The need of reducing share
capital may arise in various situations, few are listed below:
1)
Returning of surplus to
shareholders;
2)
Eliminating losses, which may
be preventing the payment of dividends;
3)
May be as part of scheme of
compromise or arrangements;
4)
To simply capital structure;
This power is, given by Section 66 of the Companies
Act, 2013, subject to the compliance of conditions. According to this, a
company may,
(1) Extinguish or reduce the liability on any of its
shares in respect of share capital not paid up
(2) cancel any paid-up share capital which is lost or
is unrepresented by any available assets;
(3) pay off any paid-up share capital which is in
excess of what is required by the company.
Duties of an Auditor Reduction of Capital
1.
Examine the Memorandum and
Articles of Association and the resolution for the alteration of capital and
see whether the resolution was passed according to law.
2.
Examine the confirmatory order
of the court sanctioning the reduction of capital.
3.
Examine the Registrar’s
certificate which is conclusive evidence that the legal requirements regarding
the reorganization have been complied with.
4.
Verify the old share holdings
and surrendered share certificates, if any, with the new holdings and
certificates.
5.
Vouch Journal entries with
other documentary evidence available.
6.
Examine the record in the
register of members.
7.
See that the legal requirements
have been complied with.
8.
See that the provisions of
Sections 66 and 68 have been complied with according to which if the capital
has been reduced, the court may order the company to use the words “and
reduced” after its name.
Managerial remunerations and auditor’s duties
Managerial
remunerations consist of remuneration paid by a company to its managerial
personal such as managers, whole time directors, chief financial officer.

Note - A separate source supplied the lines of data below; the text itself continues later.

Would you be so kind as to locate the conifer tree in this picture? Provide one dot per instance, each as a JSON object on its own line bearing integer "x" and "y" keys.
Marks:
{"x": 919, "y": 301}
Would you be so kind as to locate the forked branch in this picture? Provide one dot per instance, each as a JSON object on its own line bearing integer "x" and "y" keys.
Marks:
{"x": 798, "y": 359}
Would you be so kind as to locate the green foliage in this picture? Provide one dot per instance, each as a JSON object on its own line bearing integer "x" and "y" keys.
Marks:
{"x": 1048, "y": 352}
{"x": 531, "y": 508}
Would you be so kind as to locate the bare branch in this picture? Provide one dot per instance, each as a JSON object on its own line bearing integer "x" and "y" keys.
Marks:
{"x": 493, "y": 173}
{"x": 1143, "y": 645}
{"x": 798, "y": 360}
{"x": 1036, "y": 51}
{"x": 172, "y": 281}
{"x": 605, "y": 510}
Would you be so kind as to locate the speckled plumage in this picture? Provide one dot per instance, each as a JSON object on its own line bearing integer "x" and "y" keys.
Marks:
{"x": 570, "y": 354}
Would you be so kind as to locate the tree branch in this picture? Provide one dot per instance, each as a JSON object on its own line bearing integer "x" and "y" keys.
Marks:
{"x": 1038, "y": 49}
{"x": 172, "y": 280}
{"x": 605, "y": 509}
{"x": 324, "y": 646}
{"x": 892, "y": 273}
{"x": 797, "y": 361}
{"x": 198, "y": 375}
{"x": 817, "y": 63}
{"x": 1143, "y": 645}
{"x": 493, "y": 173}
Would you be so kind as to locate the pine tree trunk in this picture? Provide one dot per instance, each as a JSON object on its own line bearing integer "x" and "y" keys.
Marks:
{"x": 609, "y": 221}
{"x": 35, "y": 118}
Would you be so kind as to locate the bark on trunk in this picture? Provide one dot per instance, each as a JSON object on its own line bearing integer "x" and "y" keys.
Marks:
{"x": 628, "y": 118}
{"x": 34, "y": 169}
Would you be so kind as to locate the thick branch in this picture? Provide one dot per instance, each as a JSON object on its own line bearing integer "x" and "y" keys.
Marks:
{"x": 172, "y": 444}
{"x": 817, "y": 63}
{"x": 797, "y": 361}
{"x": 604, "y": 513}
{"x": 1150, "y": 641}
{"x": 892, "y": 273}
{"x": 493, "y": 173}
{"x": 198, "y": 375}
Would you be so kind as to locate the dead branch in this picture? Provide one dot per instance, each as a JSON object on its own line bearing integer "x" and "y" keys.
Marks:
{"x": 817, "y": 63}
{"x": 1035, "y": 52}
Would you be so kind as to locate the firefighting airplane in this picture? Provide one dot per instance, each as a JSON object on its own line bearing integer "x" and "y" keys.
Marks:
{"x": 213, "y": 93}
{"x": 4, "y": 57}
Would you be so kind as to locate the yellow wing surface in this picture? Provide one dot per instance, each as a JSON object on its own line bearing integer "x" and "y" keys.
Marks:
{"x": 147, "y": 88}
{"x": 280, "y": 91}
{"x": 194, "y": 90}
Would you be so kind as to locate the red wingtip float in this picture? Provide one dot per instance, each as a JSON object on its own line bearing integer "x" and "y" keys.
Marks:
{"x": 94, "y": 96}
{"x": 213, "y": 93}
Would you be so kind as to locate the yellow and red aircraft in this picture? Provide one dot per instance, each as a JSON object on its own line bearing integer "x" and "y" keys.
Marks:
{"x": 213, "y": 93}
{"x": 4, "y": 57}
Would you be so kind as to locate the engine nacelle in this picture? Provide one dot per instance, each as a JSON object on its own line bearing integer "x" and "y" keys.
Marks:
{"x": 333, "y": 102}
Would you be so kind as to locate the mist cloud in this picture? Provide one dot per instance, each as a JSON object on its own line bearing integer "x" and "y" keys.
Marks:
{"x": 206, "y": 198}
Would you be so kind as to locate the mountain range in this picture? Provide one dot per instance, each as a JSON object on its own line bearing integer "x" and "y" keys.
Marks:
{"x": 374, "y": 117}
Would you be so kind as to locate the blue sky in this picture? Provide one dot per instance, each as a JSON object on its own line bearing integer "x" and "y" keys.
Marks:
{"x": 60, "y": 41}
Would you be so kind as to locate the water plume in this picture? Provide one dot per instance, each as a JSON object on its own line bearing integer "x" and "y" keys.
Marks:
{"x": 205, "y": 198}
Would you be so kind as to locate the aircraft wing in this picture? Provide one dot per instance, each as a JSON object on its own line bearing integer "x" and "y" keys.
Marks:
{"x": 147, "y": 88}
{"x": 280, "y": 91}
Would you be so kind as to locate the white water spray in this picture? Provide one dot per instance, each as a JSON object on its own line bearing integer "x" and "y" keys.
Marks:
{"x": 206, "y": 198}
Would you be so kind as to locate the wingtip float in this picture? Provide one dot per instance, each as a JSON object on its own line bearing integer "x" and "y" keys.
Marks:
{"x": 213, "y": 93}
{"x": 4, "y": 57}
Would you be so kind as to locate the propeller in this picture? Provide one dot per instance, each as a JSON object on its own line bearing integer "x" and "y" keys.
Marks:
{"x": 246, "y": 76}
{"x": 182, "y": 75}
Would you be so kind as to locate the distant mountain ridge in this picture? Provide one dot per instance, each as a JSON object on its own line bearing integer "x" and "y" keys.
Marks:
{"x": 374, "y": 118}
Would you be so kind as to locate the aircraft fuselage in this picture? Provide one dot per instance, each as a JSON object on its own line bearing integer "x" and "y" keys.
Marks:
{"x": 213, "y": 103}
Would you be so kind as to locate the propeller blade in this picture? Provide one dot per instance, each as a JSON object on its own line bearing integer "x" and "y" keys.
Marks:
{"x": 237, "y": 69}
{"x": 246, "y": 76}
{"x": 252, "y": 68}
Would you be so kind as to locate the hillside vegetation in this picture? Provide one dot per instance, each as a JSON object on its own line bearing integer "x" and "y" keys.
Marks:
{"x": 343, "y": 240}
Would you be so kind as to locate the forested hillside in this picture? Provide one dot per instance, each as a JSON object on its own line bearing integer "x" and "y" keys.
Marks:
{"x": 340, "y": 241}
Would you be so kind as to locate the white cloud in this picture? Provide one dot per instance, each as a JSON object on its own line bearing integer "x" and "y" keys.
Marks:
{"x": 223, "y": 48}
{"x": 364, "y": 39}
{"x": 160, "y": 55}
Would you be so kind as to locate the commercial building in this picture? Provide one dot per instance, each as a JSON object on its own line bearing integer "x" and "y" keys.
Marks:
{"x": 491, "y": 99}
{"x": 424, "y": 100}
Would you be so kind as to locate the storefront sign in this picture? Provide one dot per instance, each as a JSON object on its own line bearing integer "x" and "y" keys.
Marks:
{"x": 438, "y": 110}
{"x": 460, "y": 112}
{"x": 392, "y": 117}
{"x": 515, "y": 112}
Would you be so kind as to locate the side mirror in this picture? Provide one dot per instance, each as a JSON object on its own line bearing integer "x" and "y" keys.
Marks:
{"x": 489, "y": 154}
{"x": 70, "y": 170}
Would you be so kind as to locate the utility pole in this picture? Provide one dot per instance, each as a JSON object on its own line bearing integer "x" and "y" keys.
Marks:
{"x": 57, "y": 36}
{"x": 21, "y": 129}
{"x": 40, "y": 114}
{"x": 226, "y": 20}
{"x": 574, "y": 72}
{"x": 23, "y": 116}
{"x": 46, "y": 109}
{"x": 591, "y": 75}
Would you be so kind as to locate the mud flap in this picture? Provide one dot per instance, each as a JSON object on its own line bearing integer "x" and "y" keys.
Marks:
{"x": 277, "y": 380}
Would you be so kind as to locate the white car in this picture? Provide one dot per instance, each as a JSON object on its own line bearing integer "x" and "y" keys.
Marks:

Managerial remuneration can be fixed by board of director or shareholders of
the company. According to Sec. 197 (1), the total managerial remuneration payable by a
public company, to its directors, including managing director and whole-time
director, and its manager in respect of any financial year shall not exceed
eleven percent of the net profits of that company for that financial year.
Auditor’s duties:
1) He must ensure that the provisions of Sec.
196 to 202 regarding managerial remuneration are followed.
2) He must also ensure that managerial
remuneration is paid as per the provisions of MOA and AOA.
3) If managerial remuneration is paid in the form of reimbursement of expenses, he must ensure that proper vouching of these expenses are done.